Welche Maßnahmen hat das MBJS ergriffen?
Die Demokratiebildung und die Aufklärung zum Extremismus ist schon lange ein wichtiges Thema an Schulen in Brandenburg. Ein Beispiel: Das Plakat „Regionale Beratungs- und Unterstützungsangebote für Schulen zur Demokratiebildung“ ist den Schulen zur Verfügung gestellt worden und stellt ganz konkret Kontakte für Fragen und Themen der Demokratiebildung dar, darunter viele Ansprechpartner bei Extremismus-Themen. Dazu gehören aber auch Beratungen in den Staatlichen Schulämtern – auch in Cottbus – zum Thema Extremismus an Schulen. Diese Maßnahmen und Angebote bestanden schon vor dem besonderen Fall in Burg.

Diese konsequente Zielstellung ist auch verankert im 5-Punkte-Plan zur Stärkung der politischen Bildung an Brandenburger Schulen, den das MBJS bereits im Februar vorgestellt hat. Das Ministerium unterstützt die Lehrkräfte und Schulleitungen durch Fortbildungen, über Projektförderungen und mit Hilfe eines Netzwerks externer Partner. Es fördert Gedenkstättenfahrten, Besuche von Zeitzeugen (wie den Holocaust-Überlebenden Walter Bingham vom 8. bis 12. Mai 2023) sowie die Programme „Schule ohne Rassismus – Schule mit Courage“ und „Starke Lehrer – starke Schüler“. Brandenburger Schulen lehren die Schülerinnen und Schüler, die Werte einer offenen Gesellschaft zu erkennen, ein Demokratieverständnis zu entwickeln und gegen alle Formen des Extremismus, Rassismus sowie Menschenfeindlichkeit einzutreten.

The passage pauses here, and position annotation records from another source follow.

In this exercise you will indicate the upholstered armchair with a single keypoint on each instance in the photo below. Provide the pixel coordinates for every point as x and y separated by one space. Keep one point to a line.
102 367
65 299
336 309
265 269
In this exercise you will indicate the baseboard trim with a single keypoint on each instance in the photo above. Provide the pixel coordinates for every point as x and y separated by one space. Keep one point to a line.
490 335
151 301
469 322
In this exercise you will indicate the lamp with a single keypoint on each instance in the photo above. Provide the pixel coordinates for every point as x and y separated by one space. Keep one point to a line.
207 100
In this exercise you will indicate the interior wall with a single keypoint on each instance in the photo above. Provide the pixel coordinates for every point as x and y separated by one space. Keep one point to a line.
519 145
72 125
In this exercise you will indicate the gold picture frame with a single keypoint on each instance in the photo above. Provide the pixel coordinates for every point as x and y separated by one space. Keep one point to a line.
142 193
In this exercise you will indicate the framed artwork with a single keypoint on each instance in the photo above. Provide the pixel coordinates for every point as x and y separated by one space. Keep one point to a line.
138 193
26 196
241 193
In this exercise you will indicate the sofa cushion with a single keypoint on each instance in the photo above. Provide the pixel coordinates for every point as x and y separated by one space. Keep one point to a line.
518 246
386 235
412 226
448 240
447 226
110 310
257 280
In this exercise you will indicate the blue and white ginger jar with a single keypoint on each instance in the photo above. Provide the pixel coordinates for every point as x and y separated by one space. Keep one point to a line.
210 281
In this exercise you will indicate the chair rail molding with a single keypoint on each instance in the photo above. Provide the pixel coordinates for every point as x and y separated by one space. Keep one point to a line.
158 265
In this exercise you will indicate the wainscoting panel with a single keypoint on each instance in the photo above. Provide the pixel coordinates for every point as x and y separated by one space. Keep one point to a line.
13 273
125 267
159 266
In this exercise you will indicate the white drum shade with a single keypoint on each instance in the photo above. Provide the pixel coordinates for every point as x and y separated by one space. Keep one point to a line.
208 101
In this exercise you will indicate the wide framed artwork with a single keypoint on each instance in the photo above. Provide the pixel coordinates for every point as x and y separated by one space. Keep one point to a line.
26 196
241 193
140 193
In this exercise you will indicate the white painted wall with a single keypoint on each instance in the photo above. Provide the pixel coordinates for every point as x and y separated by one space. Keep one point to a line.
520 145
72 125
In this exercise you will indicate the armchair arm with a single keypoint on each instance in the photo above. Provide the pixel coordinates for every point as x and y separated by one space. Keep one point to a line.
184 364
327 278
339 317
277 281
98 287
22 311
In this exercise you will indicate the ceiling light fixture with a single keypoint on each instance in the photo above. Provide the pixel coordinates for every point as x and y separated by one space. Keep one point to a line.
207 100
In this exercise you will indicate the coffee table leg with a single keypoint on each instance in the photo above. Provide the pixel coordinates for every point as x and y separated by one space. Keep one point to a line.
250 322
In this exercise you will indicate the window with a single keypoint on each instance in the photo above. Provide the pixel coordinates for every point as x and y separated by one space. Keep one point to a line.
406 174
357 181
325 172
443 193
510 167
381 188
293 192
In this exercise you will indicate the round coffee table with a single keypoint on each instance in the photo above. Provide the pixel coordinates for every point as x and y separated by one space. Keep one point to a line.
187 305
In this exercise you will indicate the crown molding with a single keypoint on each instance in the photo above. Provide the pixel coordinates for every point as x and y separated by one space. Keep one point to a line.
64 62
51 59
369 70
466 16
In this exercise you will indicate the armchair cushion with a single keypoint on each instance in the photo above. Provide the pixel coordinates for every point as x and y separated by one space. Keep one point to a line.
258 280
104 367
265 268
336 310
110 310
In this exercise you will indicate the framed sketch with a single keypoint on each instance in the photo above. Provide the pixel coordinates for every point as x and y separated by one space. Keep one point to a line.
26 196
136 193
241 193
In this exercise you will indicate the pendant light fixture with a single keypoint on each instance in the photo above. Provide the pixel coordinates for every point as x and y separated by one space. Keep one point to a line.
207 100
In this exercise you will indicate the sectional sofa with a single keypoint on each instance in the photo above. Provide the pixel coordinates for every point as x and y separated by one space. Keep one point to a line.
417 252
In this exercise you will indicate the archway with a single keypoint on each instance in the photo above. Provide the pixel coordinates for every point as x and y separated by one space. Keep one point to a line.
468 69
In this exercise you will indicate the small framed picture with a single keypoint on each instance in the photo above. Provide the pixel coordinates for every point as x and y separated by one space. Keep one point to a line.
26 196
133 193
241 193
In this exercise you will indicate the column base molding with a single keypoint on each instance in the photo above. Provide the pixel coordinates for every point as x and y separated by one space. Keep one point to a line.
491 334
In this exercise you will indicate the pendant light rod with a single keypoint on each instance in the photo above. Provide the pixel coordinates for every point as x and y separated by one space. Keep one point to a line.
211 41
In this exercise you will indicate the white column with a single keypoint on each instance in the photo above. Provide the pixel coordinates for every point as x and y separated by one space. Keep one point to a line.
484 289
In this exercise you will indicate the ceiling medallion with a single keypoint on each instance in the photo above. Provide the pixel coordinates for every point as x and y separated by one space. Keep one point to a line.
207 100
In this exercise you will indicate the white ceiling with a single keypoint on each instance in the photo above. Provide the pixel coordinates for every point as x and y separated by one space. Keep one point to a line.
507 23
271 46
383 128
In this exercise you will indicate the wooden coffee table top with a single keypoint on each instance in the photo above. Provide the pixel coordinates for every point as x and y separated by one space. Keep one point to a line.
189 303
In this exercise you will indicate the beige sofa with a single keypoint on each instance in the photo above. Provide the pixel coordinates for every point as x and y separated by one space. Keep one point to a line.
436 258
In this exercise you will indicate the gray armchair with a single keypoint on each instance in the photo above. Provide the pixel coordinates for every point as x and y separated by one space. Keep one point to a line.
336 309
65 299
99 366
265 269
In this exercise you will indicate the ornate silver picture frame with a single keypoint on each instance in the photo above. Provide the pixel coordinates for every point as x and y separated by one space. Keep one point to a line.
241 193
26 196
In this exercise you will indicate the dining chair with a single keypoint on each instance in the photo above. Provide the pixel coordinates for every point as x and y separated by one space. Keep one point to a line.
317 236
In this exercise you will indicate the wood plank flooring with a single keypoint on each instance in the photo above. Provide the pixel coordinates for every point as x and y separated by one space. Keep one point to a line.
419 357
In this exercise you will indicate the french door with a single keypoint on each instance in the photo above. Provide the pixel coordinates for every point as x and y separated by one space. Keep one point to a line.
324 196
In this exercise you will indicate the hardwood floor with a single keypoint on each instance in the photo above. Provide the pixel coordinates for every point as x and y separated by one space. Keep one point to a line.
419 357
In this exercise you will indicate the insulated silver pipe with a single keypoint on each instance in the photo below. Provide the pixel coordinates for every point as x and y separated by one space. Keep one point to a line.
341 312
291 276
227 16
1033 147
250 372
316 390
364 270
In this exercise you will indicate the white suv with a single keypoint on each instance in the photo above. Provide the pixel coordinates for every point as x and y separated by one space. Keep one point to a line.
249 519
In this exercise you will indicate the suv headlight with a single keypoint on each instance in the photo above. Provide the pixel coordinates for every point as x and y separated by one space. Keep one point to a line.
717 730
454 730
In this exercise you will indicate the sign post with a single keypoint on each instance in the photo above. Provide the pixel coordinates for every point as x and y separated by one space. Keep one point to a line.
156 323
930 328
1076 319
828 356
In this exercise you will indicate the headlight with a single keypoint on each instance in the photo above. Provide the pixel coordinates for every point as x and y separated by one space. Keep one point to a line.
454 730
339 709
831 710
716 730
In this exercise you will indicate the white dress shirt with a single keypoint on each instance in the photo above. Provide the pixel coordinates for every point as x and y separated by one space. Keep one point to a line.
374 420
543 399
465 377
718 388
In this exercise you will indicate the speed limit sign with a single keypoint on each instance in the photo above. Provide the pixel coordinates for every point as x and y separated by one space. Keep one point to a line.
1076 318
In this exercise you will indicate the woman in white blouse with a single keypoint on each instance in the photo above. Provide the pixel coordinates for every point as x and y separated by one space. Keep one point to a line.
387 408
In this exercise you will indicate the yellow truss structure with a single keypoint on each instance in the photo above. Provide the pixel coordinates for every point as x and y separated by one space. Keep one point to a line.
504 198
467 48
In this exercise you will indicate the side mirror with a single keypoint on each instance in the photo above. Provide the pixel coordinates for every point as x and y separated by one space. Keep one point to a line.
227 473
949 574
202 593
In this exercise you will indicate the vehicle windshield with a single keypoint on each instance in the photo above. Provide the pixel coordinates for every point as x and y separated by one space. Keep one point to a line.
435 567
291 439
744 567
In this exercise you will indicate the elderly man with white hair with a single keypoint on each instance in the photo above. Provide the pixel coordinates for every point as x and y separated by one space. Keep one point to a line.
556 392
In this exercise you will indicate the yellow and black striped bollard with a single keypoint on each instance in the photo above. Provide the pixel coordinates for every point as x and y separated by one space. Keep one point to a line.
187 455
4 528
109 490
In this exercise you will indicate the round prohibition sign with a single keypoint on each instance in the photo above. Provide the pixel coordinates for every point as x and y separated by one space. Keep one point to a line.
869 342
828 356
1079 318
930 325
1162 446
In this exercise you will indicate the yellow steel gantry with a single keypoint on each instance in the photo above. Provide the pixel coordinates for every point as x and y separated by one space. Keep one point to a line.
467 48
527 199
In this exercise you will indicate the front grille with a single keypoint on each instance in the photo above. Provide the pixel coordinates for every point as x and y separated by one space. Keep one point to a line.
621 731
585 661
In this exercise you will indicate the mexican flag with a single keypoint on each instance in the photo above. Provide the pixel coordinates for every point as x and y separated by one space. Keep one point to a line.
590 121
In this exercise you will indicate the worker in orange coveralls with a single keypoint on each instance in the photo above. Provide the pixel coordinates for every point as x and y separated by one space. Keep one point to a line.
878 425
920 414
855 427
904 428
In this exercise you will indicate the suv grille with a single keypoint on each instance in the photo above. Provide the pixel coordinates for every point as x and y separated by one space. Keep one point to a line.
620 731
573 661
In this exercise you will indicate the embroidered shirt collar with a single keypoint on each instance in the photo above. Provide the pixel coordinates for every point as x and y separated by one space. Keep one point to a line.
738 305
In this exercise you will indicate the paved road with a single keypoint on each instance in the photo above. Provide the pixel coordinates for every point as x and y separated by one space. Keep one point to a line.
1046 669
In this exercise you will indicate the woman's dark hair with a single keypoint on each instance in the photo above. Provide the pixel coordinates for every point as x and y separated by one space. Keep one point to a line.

Schon vor der Veröffentlichung von Vorfällen an der Grund- und Oberschule Burg (Spreewald) hatte das MBJS diverse Materialien und Handlungsanleitungen für die Hand der Lehrkräfte zur Verfügung gestellt. Jüngst erschienen ist die Handreichung „Demokratiebildung" des Landesinstituts für Schule und Medien (LISUM). Damit wurde Unterstützungsmaterial für Schulen geschaffen, um dieses übergreifende Thema praxisnah, zielgerichtet und kompetenzorientiert zu einem immanenten Baustein schulischer Bildungsarbeit werden zu lassen. Zudem ist eine neue praxisnahe Handreichung mit Extremismus-Fallbeispielen für die Lehrerinnen und Lehrer in Arbeit, die noch vor den Sommerferien vorgestellt werden soll. 

Darüber hinaus wird das Bildungsministerium alle Interessierten – vor allem Lehrerinnen und Lehrer, Schulleitungen und pädagogische Fachkräfte – zu einer Tagung zum Umgang mit Gewalt und Extremismus an Schulen einladen. Dieses Fachgespräch „Extremismus an Schulen“ findet am 27. Juni in Cottbus statt.

Das MBJS und die Schulen nehmen eine aktive Rolle im Kampf gegen Extremismus ein. Den Schulen allein diese Aufgabe zuzuschreiben, genügt aber nicht. Dafür ist ein gesellschaftlicher Konsens erforderlich.